I am also enthusiastic about some of the potential results in the retina outlined (but not fully fleshed out) in the later sections of the paper.
Weaknesses:
My main critique is to question the conceptual advance in this paper: what did we learn, and what is the targeted audience of interest? Establishing this is particularly dire for this manuscript since NMF has already been established and expounded on as a useful approach in this context (including by the author most recently in 2017) so any of the scientific results is already achievable with enough computer power using existing approaches. As currently cast, the conceptual advances here are purely methodological and relate to the utility of speeding up the approach. Also, they do not appear to generalize to other problems outside of the narrow range that it is currently applied.
Thus, two paths to improving the manuscript would be either:
(1) target readers interested in the retina by fully fleshing out the current results and add more to make this into a paper about the retina rather than about the STNMF method, or
(2) demonstrate that the methods might be useful outside of the very narrow set of conditions specific to identifying nonlinear bipolar cell subunits in peripheral retina under white noise stimulation.

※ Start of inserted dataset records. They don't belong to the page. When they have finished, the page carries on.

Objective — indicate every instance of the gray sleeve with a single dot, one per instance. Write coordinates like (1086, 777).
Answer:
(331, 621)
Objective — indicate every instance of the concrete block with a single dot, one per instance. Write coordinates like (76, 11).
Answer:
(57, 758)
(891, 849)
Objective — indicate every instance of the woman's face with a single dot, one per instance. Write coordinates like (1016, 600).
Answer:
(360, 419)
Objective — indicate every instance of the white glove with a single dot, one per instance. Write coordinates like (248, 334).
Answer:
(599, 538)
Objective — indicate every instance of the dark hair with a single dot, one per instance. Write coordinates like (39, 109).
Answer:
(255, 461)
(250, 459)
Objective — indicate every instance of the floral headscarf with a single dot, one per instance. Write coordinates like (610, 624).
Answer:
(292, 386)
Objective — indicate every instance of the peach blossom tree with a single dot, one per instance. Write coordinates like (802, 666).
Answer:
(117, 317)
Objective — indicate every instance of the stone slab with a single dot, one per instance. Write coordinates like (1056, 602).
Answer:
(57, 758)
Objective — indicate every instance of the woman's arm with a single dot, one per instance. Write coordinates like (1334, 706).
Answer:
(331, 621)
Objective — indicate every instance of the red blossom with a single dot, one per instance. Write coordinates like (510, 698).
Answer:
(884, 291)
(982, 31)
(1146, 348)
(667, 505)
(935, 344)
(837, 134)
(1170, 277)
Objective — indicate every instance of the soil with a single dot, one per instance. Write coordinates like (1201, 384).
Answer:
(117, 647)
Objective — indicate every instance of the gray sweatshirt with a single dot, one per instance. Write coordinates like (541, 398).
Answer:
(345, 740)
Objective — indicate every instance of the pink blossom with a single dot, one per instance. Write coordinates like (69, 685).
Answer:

In its current state, the Discussion addressing limitations and generality seems to suggest applicability past this narrow condition, which I do not think is the case: but would be happy to be convinced otherwise.
For fleshing out scientific results, in the current manuscript, they are currently presented to validate the approach and are largely confirmatory for what we already know about the retina (which allows for this validation). Also, much of the results are measurements based on examples, and not accumulated past a single recording in some cases. Finally, it is not clear to the extent that these results depend on the specific recordings in the peripheral marmoset retina: what about more central in the retina, or in other species?
For demonstrating the utility of the methodology: here are some of the main limitations to generalizing past this specific case:
(1) the necessity of linear or near-linear processing in previous layers;
(2) lack of any negative components;
(3) lack of ability to account for other influences on spiking than the positive contributions of LN subunits;
(4) necessity of white noise stimulation that is specifically sized for a uniform subunit size.
Together, I believe this precludes potential applications to other areas in the brain: further back in the visual system will require non-linear transforms as well as the convergence of positive and negative inputs. Other sensory systems like the auditory system are even more non-linear well before getting to even mid-level pre-cortical structures and also combine positive and negative influences. Given the importance of inhibition in the retina (including what is thought to be an important role of amacrine cells in shaping RGC responses), it is not clear how general this approach is in the retina, although the specific results shown are believable. How could this approach generalize, realistically? Could applications to other types of data be demonstrated, and/or plausibly get by these fundamental limitations? How?